You’ll sell to them differently, charge them differently and try to get different things out of the relationship than you will from those that follow. This is the group that will teach you how to refine your product, whether or not you are targeting a large enough market and how to craft a scalable sales process that will help you land your next 100 customers.

Getting these customers and working with them effectively is a challenge for any startup. Here are some tips for startup founders that I’ve learned in my years as a venture capitalist and sales executive.

You’re The First Head Of Sales

It will be tempting to hire an experienced sales veteran when you’re busy trying to get the product right and grow the company, but there is a strong argument against that.

The first 10 customers should be sold by you, the CEO or founder.

As the founder, you understand the product, as well as the market challenges and opportunities, better than anyone else. The feedback you receive during sales calls will help you understand your target customer better, and inform changes that need to be made to the product.

Selling to customers directly will help you strengthen your pitch to potential investors, partners and employees — and also will allow for you to cultivate strong customer relationships from the beginning. Once you’re ready to hire your first sales leader, you will already have valuable, firsthand insight to share with them.

Look For Young And Ambitious Customers

While it’s admirable to target big-name customers, the chances are unlikely that they’ll take a meeting or make a bet on a brand new product. Similarly, a potential customer who is far along or at the end of his career may not have a high tolerance for risk or change.

It’s best to go after customers that fit a similar profile to your startup. Specifically, try to find the bright, young executives who are still in the early stages of their careers, with a long trajectory remaining. They’re usually more forward-thinking, and want to be seen by their company as innovative, strategic leaders. Placing a bet on a new product that solves a big problem for the company could make that young exec a hero.
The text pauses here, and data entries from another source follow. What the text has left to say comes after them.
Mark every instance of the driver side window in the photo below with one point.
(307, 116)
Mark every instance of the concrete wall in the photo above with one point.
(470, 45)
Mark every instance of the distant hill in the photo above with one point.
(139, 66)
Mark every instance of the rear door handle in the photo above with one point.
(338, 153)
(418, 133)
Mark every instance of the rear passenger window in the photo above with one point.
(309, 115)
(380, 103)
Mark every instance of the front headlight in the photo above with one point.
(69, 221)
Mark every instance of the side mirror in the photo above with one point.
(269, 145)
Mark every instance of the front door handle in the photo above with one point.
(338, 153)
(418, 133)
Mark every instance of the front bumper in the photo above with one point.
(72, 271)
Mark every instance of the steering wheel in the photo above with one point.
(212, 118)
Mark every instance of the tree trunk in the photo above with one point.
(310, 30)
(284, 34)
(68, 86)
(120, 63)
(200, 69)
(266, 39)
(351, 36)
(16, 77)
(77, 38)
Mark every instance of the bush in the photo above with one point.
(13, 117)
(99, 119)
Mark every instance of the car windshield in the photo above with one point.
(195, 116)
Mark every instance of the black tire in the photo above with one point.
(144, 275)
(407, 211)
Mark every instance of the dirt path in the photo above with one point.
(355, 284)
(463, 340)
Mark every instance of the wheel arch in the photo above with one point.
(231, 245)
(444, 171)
Focus On Engagement, Not Revenue

As you land more customers and add them to your client roster, it is essential that each initial customer uses your product at the engagement level to be considered an active user. Engagement levels — not revenue numbers — are often a stronger indication of long-term product adoption.

This should be your top priority. Your first set of customers will inevitably serve as reference accounts — and the more engaged users are, the better references they’ll provide.

Focusing your time on your initial customers will also help you to understand how frequently they are using your product and how core it is to their business. You want to get to the point where they tell you that if you remove your product, it would be destructive to their business.

Remember, your company will only achieve success if your product can solve a real problem for your customers. For young companies, frequency of use is usually a better measurement of initial product success than how much they’re willing to pay. If your product really solves their problems, they will eventually pay — and will become some of your most loyal product ambassadors.

Conversely, if a customer has already paid you, but they aren’t using your product, it likely isn’t solving an important enough problem for them — something you as the company founder or CEO needs to be personally aware of in order to increase engagement and, in turn, revenue.

Know Who To “Sign” And When To Walk Away

Focus your initial sales efforts on prospects who aren’t your friends. To be scalable, your product will need validation outside of your network, and you need the type of honest feedback that friends don’t often provide.

This may be a rockier road to navigate, but it will help you become skilled in determining which sorts of potential customers will be the best early adopters. These need to be prospects that represent vast market potential for the specific product you’re developing.

If you realize that a prospect is demanding more from your company than it can provide, or that they want your product to address more than the key pain points you’re set on solving, be prepared to walk away.

Most entrepreneurs I meet are producing nice-to-have solutions, not must-haves. If you handle your first 10 customers the right way, you’ll know you’re on the right path.